Healthy BBQs

July 4, 2009 5:55:11 AM PDT
As you're preparing to enjoy your 4th of July barbecue, we have some tips to keep you healthy. Dr. Stuart Fischer, diet expert and author of The Park Avenue Diet, joined us with tips. Love Yourself, Not Your Libation:
High sugar summer drinks can easily send you sailing over the optimal daily caloric intake. Many would be shocked to know that even tonic water has about 40 calories per serving; on the other hand, Margaritas and Pina Coladas can have between 600-700 calories each. Instead, substitute something refreshing and low calorie such as Arizona Organic Green Tea to make a refreshing Mar-TEA-ni. Or, use diet soda, reduced calorie fruit juice, or low calorie lemonade as a mixer. A light white wine can also be a good alternative.

Eat With Your Brain:
Instead of going for the cheese burger and mayonnaise laden-potato salad, know you have better options. Avoid the mayonnaise potato salad and bring your own bean salad instead - there's a great Four Bean Salad recipe with only 245 calories or a Tomato and Artichoke salad with only 163 calories from wellness chef Marie-Annick Courtier in The Park Avenue Diet. If you need a burger, choose Bison or Tuna burgers instead - both have less calories and fat than beef or chicken. Another great option is shrimp, which is delicious when paired with some vegetables on a skewer. You'll feel like a million on beach day.

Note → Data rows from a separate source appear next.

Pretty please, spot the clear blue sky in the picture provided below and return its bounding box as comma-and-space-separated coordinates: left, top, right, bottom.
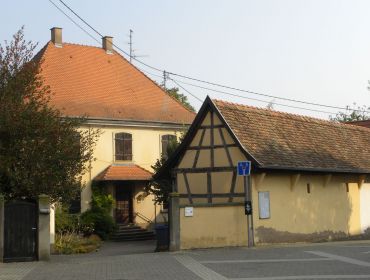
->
2, 0, 370, 119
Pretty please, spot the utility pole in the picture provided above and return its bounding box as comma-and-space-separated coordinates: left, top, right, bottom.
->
129, 29, 133, 63
163, 70, 168, 90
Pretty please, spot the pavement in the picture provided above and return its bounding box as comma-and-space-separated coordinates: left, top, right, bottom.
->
2, 240, 370, 280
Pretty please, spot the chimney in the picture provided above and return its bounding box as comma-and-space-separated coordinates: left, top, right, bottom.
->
50, 27, 62, 47
102, 36, 113, 54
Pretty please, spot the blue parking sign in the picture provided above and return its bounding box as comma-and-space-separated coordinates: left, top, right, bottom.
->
237, 161, 251, 176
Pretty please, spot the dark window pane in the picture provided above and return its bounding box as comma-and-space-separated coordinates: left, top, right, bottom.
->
115, 133, 132, 161
161, 134, 176, 159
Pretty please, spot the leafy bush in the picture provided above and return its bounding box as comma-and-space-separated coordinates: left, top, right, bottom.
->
55, 206, 80, 234
79, 186, 116, 239
80, 208, 115, 240
54, 233, 101, 254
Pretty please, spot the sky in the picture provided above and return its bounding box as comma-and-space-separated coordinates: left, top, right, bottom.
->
2, 0, 370, 120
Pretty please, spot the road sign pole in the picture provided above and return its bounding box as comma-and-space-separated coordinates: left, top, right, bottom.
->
244, 175, 254, 247
247, 175, 254, 247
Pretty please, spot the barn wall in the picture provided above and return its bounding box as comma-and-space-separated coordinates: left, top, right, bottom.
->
179, 205, 248, 249
251, 174, 361, 244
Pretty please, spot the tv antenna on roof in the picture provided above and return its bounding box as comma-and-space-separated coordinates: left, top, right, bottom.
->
128, 29, 148, 64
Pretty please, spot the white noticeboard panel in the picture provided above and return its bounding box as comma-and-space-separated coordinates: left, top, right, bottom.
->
184, 207, 194, 217
258, 192, 270, 219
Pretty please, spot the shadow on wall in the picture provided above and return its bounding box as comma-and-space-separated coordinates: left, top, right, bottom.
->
255, 141, 360, 244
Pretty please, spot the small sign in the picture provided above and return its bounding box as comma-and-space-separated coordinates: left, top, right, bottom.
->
245, 201, 252, 215
184, 207, 193, 217
238, 161, 251, 176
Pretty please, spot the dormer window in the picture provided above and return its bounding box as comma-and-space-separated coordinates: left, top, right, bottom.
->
115, 133, 132, 161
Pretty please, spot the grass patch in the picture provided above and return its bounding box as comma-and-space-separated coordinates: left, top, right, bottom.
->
54, 233, 101, 254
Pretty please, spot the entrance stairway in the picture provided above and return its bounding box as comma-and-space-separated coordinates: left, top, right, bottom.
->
110, 224, 156, 241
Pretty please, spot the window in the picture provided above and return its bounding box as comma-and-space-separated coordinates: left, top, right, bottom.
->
258, 192, 270, 219
307, 183, 311, 194
115, 133, 132, 161
161, 134, 177, 159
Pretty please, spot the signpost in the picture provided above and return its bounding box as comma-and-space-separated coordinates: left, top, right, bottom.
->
237, 161, 254, 247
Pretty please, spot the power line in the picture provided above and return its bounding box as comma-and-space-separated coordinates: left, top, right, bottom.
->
48, 0, 100, 44
141, 68, 338, 115
52, 0, 364, 117
171, 78, 339, 115
170, 79, 203, 103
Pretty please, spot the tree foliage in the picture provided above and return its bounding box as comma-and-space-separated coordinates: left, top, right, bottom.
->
330, 103, 370, 122
165, 87, 196, 112
0, 27, 99, 203
146, 131, 185, 205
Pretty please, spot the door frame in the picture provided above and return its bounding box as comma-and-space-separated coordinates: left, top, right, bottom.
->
114, 182, 134, 224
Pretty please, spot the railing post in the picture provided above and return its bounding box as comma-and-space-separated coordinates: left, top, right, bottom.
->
0, 195, 4, 262
169, 192, 180, 251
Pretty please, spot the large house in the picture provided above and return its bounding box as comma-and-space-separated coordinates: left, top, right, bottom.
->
36, 27, 195, 241
160, 97, 370, 250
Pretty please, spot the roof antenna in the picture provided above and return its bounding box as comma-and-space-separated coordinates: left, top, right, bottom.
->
128, 29, 148, 64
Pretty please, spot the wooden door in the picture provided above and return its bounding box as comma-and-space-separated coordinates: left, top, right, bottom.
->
4, 201, 38, 262
115, 187, 133, 224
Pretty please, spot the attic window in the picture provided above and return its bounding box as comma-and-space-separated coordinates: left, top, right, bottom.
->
115, 133, 132, 161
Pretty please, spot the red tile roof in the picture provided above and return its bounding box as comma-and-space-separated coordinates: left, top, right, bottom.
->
213, 99, 370, 173
347, 120, 370, 129
36, 42, 195, 124
94, 164, 152, 181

Don't Graze - Socialize Instead:
Summer is the season to get out of your shell and meet people. Don't lose the opportunity by grazing instead of chatting. Once you've finished your second plate you'll feel so full you may no longer want to bond with your fellow party goers. Walk in with the right attitude, that human interaction is more fun than food, and you'll be sure to eat less and hopefully connect with someone special.

Satisfy Your Sweet Tooth:
Who doesn't want a nice cool ice cream on a hot afternoon? Try eating fresh fruit instead. Besides being nutritious, it can simultaneously cool the body and replete some lost water. Other great options are snacks that use sugar substitutes such as Skinny Dippers. The frozen bars sweetened with Splenda come in two refreshing flavors and have zero calories, but still give you the sweetness you crave.

Hydration is Key:
Dr. Fischer recommends that you drink 50% water when you're outside in the summer heat. Beer, wine, and mixed drinks will also lead to fluid loss. The best form of hydration is mineral water because it partially treats the loss of body salts in hot weather.

Condiments Matter:
When in doubt, check the label on your condiment because condiments can actually help you pack on the pounds. Mustard is a great choice because it is remarkably low in calories, carbs, and fat, but has tons of flavor. Other great choices are salsa or chimichurrri instead of sugary ketchup or yogurt instead of sour cream. Lastly, try dipping instead of slathering when barbequing, it makes a big difference.

Get in the Game:
Many barbeques happen in parks - so take advantage of the great scenery and walk around, take a hike, or play a game. Bring your own exercise equipment - a bike, Frisbee, or volleyball and you'll be the hit of the party. Even better, you'll be working off your food and keeping yourself occupied away from the buffet.

Healthy Recipes:

Artichoke and Tomato Salad


1 cup cooked artichoke hearts
12 ounces tomatoes, quartered (about 2 large tomatoes)
4 ounces Boston lettuce

1 shallot, minced
1 large garlic clove, minced
1 teaspoon Dijon mustard
2 tablespoons balsamic vinegar
4 tablespoons olive oil
1 tablespoon fresh salad herbs, minced
1 tablespoon fresh basil, minced
Salt and pepper to taste

For the vinaigrette:
In a bowl, mix the shallot, garlic, mustard, and vinegar. Slowly whisk in the oil. Add the herbs and season to taste.

For the salad:
Place the artichoke hearts and tomatoes in a bowl. Add half of the dressing and toss carefully. In a bowl mix the lettuce with the remaining dressing and equally divide among four plates. Top with the artichoke hearts and tomatoes.


Four Bean Salad

8 ounces dried garbanzo beans
8 ounces dried black beans
8 ounces dried red beans
8 ounces green beans
2 ounces red onions, diced (about ½ small onion)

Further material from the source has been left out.